真珠産業は、生産者、加工業者、販売業者と分業されていて、ひとつの真珠製品が店頭に並ぶまでにたくさんの人が携わっています。また、養殖のための母貝育成から店舗のショーケースに並ぶまでには年単位の時間がかかっています。
たくさんの人手と時間がかけられているので、真珠は高額になるのが正しいありようです。
ですが、今の日本では「安さアピール」が目立ち、高額な真珠製品が販売されているのを見る機会はなかなかありませんね。また、買い替えのお客様からは「真珠は安くなったわね」と言われるほどです。
さて、高額であるべき真珠が「安くなった」と言われるのは、なぜでしょうか。それについては、以前に書いた記事をご参照くださいませ。
参考)真珠は安くなったのか?
真珠の販売価格に含まれているもの
例えば、一連の真珠ネックレスで、30万円の品と10万円の品を比較した場合、真珠の価値(評価額)は当然違うわけですが、それ以外のコストはどちらもほぼ同じです。取り付ける金具やケースなどの付属品にかかるコスト、販売に伴う人件費や消耗品費、通販の場合は送料… 等のことですね。販売価格が3倍違うからといって、3倍高額な金具やケースを使うことはまずありません。
同じ利益率では勘定が合わない
そして、なにより販売にかかる手間も同じです。売上1件にかかる手間が1だとしたら、30万円の品で30万円売り上げるのに必要な手間は1、10万円の品で30万円売り上げるのに必要な手間は3です。店の売上額は同じでも、単価が低いほど手間がかかります。
弊店が安価な商品を販売しない理由
安価な商品を販売するなら、数を売らなければなりません。数を売るためには多くの人に知っていただくために広告を増やさなければなりませんし、売れたら売れたで、自分一人の手に負えなくなり、スタッフが必要になります。そうして増えたコストをカバーするためには利益率を上げなければなりません。
薄利多売という言葉をよく耳にしますが、真珠は日用品ではないので、「補充のためのリピート注文」がなく、数を売るといっても毎日100、200と売れるものではありません。薄利で数をさばきたくても、日用品のようにはいかないのが現実で、志がどうあれ、店を継続していくためには利益率を上げるしかありません。
弊店では、良い品をリーズナブル価格で販売するために、自分一人の手に負える量に留めること、低い利益率でもコストをまかなえる価格帯のみ取り扱うことを開店前の事業計画から決めて取り組んでいます。

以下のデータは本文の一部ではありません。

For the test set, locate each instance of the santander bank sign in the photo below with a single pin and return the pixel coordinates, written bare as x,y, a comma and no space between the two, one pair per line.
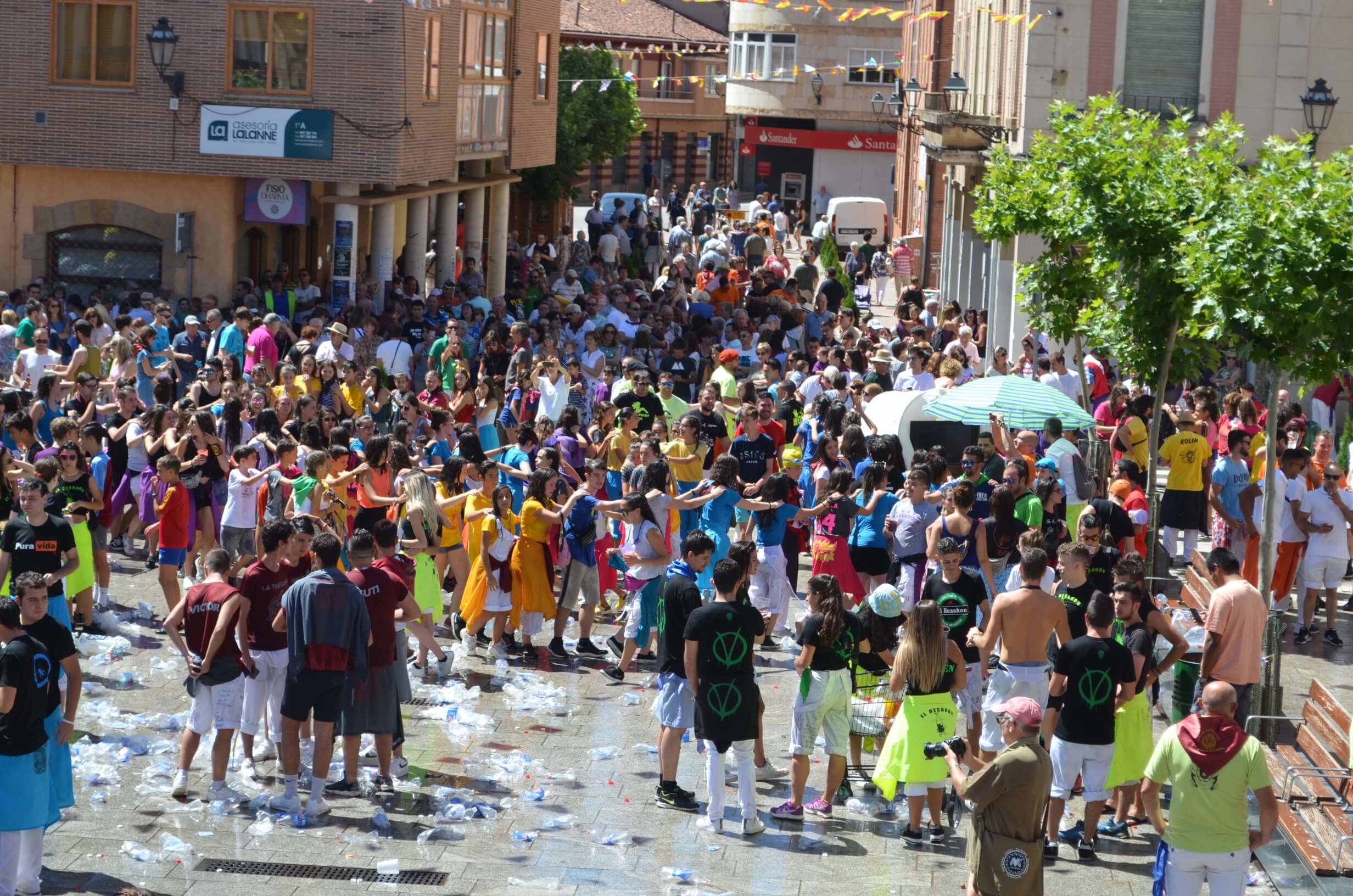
820,140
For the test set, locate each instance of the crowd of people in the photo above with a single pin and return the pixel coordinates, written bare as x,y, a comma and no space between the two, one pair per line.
665,446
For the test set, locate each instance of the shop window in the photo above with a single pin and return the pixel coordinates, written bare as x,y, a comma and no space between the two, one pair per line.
270,49
104,255
92,42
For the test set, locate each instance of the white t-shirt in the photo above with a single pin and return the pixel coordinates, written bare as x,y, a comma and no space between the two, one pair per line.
36,365
241,502
327,352
1321,507
394,355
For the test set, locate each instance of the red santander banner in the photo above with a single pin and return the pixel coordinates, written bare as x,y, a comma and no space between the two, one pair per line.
858,141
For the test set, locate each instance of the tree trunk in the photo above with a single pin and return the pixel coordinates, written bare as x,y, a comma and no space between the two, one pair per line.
1153,441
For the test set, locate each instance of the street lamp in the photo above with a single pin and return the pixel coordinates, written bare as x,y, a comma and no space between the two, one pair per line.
163,42
1318,103
955,92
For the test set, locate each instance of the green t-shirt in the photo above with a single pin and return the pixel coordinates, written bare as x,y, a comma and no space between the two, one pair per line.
25,332
448,374
1207,814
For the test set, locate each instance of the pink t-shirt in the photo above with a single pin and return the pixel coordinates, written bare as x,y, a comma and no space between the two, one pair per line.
1237,613
261,347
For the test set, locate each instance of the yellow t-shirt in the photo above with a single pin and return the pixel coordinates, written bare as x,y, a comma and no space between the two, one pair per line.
678,450
532,525
295,390
1186,452
355,397
617,451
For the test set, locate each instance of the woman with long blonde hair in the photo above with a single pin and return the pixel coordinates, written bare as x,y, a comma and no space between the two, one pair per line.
929,669
420,536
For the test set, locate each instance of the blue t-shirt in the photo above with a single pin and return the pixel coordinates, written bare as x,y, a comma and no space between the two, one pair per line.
753,457
581,520
718,515
1233,475
869,528
774,534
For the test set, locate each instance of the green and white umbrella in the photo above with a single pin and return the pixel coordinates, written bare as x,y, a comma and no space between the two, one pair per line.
1026,404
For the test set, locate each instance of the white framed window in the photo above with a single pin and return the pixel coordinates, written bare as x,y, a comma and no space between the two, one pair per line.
763,54
884,69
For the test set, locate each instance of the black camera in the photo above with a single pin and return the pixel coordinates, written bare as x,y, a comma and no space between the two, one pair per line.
937,750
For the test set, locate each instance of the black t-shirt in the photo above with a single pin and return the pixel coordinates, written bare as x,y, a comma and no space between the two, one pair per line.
712,427
647,409
38,548
680,598
60,645
839,652
1115,519
27,668
1094,668
958,604
1100,570
725,707
1139,642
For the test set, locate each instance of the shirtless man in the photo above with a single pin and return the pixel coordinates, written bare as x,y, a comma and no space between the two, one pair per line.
1021,621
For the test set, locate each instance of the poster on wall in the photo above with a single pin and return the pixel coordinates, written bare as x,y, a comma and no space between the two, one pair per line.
343,249
276,201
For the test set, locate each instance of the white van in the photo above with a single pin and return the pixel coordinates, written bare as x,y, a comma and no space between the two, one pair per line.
852,219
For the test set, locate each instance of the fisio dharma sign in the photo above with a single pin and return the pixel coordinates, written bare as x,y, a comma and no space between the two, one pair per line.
271,133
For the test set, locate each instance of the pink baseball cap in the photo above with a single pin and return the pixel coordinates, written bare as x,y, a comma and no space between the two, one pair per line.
1022,710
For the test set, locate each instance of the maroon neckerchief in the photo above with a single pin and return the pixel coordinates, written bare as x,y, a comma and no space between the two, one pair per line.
1211,741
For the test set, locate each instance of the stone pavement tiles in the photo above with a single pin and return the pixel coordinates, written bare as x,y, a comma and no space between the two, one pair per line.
578,711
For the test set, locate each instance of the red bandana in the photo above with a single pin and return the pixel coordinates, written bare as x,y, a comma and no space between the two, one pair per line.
1211,741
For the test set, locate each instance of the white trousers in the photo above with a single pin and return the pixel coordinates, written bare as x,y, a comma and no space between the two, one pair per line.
264,691
1223,872
21,860
742,752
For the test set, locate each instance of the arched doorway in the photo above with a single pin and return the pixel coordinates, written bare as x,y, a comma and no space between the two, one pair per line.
100,254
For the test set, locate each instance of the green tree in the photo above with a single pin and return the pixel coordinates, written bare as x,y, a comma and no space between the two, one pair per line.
1111,193
594,125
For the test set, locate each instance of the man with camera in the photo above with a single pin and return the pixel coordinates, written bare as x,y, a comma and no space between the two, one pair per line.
1004,854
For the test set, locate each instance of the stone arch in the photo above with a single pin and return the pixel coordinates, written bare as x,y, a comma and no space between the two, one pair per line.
86,213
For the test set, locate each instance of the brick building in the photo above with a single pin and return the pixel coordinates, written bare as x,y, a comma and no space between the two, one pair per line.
331,135
686,135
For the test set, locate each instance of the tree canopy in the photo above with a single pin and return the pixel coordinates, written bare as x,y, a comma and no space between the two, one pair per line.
594,125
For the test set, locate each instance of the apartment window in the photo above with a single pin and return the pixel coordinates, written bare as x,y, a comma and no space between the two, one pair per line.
92,42
541,67
270,49
877,74
432,59
763,54
485,69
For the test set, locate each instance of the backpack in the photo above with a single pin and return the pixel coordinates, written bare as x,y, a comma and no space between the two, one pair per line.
1084,482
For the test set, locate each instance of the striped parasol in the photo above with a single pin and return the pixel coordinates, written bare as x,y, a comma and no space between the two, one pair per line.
1025,404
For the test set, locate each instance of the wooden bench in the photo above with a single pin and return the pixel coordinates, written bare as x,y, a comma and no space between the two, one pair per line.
1311,781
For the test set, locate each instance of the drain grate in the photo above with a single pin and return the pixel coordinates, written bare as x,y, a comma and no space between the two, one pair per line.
321,872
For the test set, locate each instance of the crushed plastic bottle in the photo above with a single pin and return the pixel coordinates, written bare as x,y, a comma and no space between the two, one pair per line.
138,852
171,845
558,822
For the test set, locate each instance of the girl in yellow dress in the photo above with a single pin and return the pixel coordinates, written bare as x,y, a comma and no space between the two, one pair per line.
532,570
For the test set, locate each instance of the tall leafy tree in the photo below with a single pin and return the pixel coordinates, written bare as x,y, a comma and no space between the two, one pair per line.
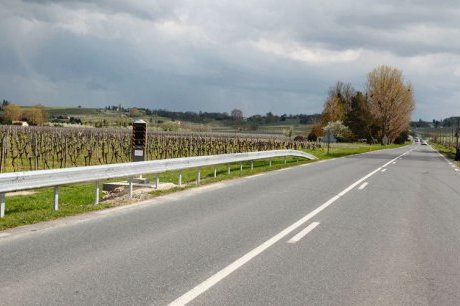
390,100
358,118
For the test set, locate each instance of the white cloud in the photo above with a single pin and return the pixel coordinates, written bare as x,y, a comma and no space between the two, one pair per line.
308,55
216,55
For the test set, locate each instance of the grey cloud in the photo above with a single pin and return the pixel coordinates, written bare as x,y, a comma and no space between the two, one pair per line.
200,55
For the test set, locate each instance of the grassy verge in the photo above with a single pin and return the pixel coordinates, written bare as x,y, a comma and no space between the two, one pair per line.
448,152
79,198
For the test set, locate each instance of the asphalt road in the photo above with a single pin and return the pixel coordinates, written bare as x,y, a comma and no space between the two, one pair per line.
381,228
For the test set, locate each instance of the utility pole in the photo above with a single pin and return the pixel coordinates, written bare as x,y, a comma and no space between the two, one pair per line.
457,148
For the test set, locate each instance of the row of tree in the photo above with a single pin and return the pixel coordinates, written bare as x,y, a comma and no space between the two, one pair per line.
380,113
35,115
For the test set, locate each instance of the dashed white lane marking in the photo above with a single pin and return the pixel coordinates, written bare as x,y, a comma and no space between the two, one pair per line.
303,233
220,275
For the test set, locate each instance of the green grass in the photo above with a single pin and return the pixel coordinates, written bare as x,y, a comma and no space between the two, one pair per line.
79,198
448,152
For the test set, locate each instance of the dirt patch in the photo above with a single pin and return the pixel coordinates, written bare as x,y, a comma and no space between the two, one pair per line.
120,195
18,193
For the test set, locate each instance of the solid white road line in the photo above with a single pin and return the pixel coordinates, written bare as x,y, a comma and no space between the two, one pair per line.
220,275
303,233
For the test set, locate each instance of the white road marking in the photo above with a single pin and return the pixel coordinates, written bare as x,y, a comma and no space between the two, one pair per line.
220,275
303,233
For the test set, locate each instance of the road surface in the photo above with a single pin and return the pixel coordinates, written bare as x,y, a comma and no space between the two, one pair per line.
381,228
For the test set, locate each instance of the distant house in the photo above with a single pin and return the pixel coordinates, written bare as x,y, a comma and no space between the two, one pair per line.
21,123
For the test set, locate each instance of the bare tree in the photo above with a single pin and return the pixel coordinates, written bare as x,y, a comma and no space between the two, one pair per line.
237,114
338,103
391,101
12,112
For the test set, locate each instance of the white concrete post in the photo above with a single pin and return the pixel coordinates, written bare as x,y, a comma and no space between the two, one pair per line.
97,193
56,197
2,205
130,187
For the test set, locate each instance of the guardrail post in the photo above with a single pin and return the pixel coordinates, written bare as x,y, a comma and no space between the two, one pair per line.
97,193
130,187
2,205
56,197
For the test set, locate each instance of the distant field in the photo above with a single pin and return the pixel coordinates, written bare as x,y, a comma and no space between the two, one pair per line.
105,118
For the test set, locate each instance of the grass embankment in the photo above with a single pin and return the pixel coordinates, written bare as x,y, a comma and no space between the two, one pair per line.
448,152
80,198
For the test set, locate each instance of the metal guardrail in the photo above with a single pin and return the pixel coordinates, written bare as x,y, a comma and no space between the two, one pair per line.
24,180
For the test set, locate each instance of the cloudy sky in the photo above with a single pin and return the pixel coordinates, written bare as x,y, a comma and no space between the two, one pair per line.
212,55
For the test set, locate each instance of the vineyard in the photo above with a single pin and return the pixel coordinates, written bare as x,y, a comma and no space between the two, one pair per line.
34,148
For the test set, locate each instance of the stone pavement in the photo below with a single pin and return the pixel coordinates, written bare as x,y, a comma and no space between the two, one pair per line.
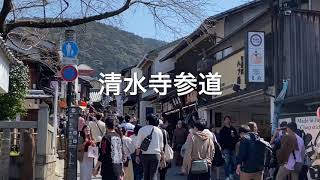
172,174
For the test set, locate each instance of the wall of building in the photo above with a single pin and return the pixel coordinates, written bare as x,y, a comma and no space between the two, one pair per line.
235,21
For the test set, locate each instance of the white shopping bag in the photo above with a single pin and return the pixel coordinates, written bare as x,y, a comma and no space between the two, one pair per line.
93,152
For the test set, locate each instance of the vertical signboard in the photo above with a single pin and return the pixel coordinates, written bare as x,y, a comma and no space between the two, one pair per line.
256,58
4,74
72,142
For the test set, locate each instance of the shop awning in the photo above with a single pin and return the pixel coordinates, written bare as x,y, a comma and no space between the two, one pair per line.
241,100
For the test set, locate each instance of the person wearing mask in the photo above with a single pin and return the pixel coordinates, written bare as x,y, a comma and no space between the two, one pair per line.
137,168
199,149
85,141
276,144
243,130
164,165
250,162
179,138
129,148
151,157
81,122
98,128
229,138
111,154
291,154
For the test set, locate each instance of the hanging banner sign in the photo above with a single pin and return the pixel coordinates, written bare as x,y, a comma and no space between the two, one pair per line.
255,55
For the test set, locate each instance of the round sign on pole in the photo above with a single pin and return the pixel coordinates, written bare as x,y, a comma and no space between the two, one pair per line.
69,73
70,49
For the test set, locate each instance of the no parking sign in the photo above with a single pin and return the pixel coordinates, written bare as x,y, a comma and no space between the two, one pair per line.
69,73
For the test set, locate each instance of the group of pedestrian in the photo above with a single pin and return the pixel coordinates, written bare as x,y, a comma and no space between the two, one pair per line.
126,150
131,152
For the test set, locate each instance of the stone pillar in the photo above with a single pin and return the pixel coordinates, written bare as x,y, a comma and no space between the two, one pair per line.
5,155
42,142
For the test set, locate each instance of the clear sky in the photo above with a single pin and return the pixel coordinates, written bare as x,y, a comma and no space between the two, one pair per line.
140,22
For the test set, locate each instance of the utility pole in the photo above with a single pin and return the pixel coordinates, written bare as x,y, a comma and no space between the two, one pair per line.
69,74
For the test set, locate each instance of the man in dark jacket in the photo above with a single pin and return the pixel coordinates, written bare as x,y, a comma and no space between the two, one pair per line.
229,138
250,160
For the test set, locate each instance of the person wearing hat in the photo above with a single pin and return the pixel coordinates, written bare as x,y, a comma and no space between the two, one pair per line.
291,154
150,155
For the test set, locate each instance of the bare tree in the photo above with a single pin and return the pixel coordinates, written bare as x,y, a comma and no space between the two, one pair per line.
67,13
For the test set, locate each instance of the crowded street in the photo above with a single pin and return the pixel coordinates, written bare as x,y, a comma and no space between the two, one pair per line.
159,90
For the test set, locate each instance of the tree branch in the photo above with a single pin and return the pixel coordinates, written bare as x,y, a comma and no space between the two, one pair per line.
6,8
65,23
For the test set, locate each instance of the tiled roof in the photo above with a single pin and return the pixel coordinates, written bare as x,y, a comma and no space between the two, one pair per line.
6,50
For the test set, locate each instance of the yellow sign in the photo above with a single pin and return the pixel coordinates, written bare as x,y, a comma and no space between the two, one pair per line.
232,71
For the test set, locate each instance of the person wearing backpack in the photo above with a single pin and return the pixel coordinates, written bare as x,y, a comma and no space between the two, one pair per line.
111,154
199,154
150,145
291,154
251,156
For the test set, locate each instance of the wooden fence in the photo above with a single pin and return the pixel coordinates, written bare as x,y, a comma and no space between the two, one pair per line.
35,158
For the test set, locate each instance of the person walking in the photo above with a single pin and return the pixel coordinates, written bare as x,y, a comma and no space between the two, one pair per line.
137,168
251,156
129,148
98,127
291,154
179,138
218,160
111,154
150,145
164,164
199,154
229,138
86,140
276,145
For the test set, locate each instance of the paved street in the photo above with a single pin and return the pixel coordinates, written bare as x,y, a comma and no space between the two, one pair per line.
173,173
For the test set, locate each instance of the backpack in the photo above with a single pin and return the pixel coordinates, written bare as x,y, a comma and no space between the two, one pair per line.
146,142
218,159
262,151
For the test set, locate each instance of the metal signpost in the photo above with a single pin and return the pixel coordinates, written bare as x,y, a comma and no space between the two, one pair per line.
69,73
72,143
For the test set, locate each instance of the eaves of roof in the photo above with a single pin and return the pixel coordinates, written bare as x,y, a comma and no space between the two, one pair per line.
212,20
7,51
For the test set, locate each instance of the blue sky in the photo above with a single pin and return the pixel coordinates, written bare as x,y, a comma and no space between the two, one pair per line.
140,22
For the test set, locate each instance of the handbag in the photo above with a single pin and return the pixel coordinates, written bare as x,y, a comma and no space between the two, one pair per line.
99,137
80,150
168,152
93,152
297,165
199,167
218,159
146,142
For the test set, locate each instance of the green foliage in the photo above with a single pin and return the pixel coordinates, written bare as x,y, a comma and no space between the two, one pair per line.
107,49
13,102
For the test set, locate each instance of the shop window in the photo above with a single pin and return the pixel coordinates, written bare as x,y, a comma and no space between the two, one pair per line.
218,119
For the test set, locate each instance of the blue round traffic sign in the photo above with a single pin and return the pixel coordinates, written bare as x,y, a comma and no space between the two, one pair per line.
69,73
70,49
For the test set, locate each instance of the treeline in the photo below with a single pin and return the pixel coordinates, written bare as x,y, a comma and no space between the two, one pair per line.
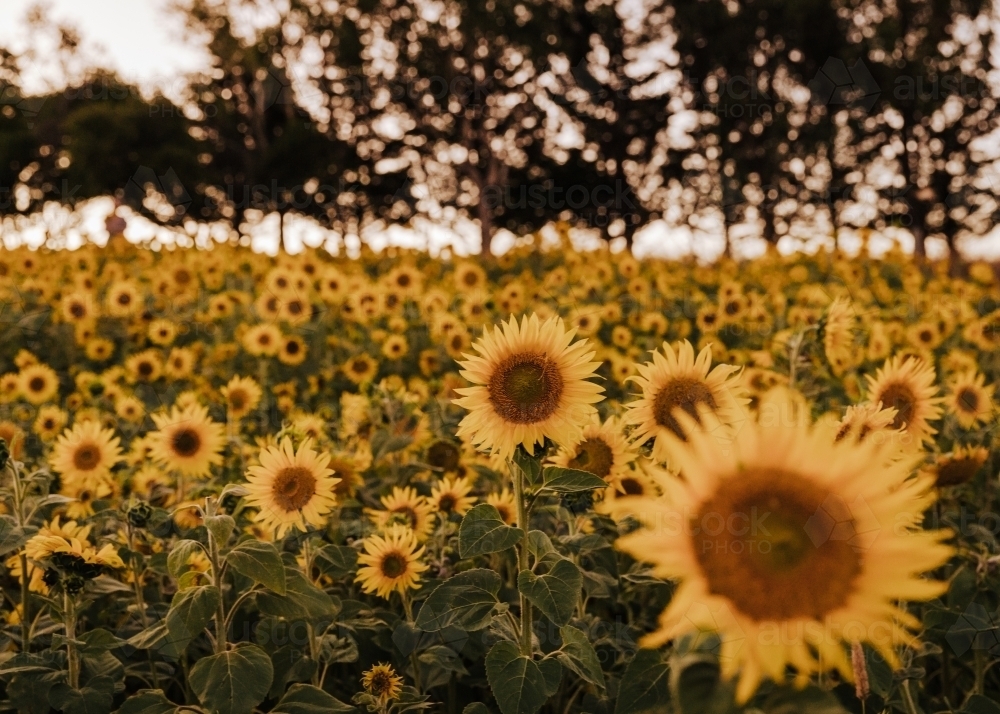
790,118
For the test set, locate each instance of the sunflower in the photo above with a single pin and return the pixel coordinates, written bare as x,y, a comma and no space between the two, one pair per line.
360,368
162,332
382,682
960,466
451,495
99,349
187,440
530,384
676,382
130,409
835,546
54,528
38,383
146,366
838,335
78,307
242,395
180,363
871,421
395,347
123,299
291,488
406,506
49,422
85,452
970,399
391,562
262,340
602,450
907,385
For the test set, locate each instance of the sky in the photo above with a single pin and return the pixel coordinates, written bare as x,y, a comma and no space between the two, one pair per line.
138,38
146,44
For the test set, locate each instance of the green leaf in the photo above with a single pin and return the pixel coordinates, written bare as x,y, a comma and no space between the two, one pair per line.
483,531
444,657
221,527
516,681
813,700
530,466
539,544
645,684
563,480
464,600
579,655
556,593
696,687
302,599
95,698
190,611
307,699
232,682
259,561
148,701
552,674
28,692
12,536
336,561
978,704
291,664
177,560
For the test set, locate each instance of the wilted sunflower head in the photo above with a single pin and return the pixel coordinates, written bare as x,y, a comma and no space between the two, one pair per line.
960,466
382,682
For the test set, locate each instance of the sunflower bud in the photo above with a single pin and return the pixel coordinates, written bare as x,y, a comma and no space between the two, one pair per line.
579,502
73,584
138,514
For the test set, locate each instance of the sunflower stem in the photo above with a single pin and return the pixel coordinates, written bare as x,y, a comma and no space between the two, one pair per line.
980,662
522,556
221,623
140,602
15,474
72,659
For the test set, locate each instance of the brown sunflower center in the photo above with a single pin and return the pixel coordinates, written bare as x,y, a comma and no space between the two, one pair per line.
968,400
186,442
773,544
393,565
293,487
406,515
86,457
632,487
684,393
595,456
526,388
901,398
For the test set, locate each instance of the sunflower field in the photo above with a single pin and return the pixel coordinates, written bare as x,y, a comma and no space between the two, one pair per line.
554,481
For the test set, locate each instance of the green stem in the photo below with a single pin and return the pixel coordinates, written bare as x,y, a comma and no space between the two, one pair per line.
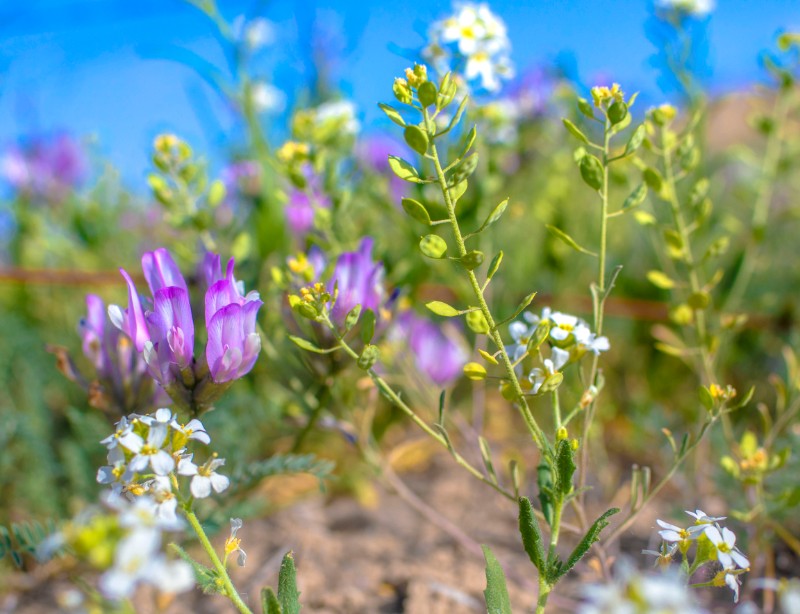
230,590
400,404
534,428
706,360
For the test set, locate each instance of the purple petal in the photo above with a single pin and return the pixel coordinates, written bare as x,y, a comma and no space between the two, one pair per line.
134,323
161,271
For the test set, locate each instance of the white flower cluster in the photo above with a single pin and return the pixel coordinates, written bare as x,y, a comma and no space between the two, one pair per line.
635,593
138,556
696,8
147,453
472,42
569,337
723,540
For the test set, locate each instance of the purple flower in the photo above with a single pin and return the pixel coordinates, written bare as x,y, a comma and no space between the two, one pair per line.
436,354
359,281
46,167
233,343
164,333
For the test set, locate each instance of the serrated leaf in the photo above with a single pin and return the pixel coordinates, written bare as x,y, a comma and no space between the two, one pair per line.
392,114
416,210
442,309
563,236
269,602
532,539
575,131
565,467
496,593
404,170
288,596
660,280
591,536
305,344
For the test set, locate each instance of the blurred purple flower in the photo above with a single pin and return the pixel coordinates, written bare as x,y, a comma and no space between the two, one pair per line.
436,354
359,281
45,167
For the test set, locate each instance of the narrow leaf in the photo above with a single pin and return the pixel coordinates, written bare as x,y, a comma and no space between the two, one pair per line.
496,593
288,596
560,234
532,539
442,309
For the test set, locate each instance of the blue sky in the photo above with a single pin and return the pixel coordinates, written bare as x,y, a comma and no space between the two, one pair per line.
109,70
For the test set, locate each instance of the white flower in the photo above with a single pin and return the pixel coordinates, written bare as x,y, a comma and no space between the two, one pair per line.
193,429
700,517
672,533
149,453
725,542
204,477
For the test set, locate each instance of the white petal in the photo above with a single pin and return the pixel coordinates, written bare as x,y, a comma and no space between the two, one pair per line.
201,487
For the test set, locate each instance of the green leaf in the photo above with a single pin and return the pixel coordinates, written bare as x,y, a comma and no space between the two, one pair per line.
592,171
392,114
574,131
565,467
352,317
369,356
636,140
496,593
433,246
305,344
442,309
660,280
636,197
416,139
477,322
495,215
472,260
416,210
367,325
427,93
559,569
585,107
653,178
404,170
532,539
269,602
563,236
494,265
287,586
617,111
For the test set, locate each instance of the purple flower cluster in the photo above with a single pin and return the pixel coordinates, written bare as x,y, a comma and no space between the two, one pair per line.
435,353
162,327
359,281
44,167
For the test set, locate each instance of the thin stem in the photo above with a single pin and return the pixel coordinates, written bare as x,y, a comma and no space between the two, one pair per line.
534,428
230,589
400,404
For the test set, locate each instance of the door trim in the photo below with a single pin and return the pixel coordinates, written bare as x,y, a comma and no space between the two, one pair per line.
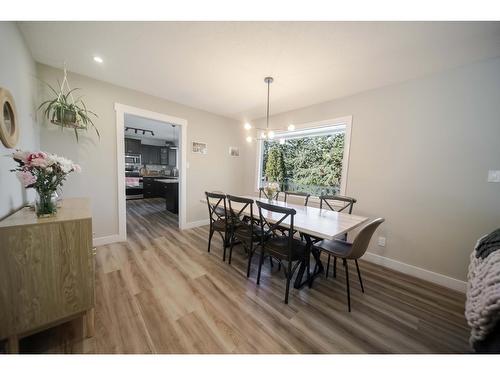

東日本大震災のあと、先行き不安から29,800円でおためしセットの販売をはじめました。ご好評いただいてたくさんのご注文をいただきました。あの時期に忙しくさせていただいて本当にありがたかったのですが、実際、私一人の手には負えない状況になりました。スタッフを雇うどころか、利益を出すことすらできていなかったので、2年弱で販売をストップさせていただきました。
安価な商品ほど利益率は高く設定されます
一般的なイメージとして、安価な商品はお店が頑張って低価格を実現していて、高額な商品はお店がたくさん儲けていると思われがちですが、利益率を考えると、真珠の場合はそうではありません。安価な商品は、皆様が想像するよりずっと安い品に、必要な利益を乗せても、まだ安いと感じる価格に抑えられているだけです。
上で弊店の経験を書きましたように、安価な真珠製品を販売するためには、最初からその計画に基づいた規模と利益率が必要です。
一番伝えたいこと
最初に真珠購入のご予算を20万円でお考えの方が、情報収集をして「オーロラ花珠だったら安心らしい」と、オーロラ花珠を物色しはじめました。最安値は10万円あたりですが、さすがにそれでは予算の半分程度だし不安なので15万円あたりで… というパターンは多いと思うのですが、20万円の支出が許されるなら、20万円という軸は固定していただいて、どの20万円を選ぶか?というご検討をしていただくことをおすすめします。その5万円の差が、購入後5年で現れることも珍しくありません。
あくまでも、選び方はみなさまの自由ですが、私はそのようにおすすめいたします。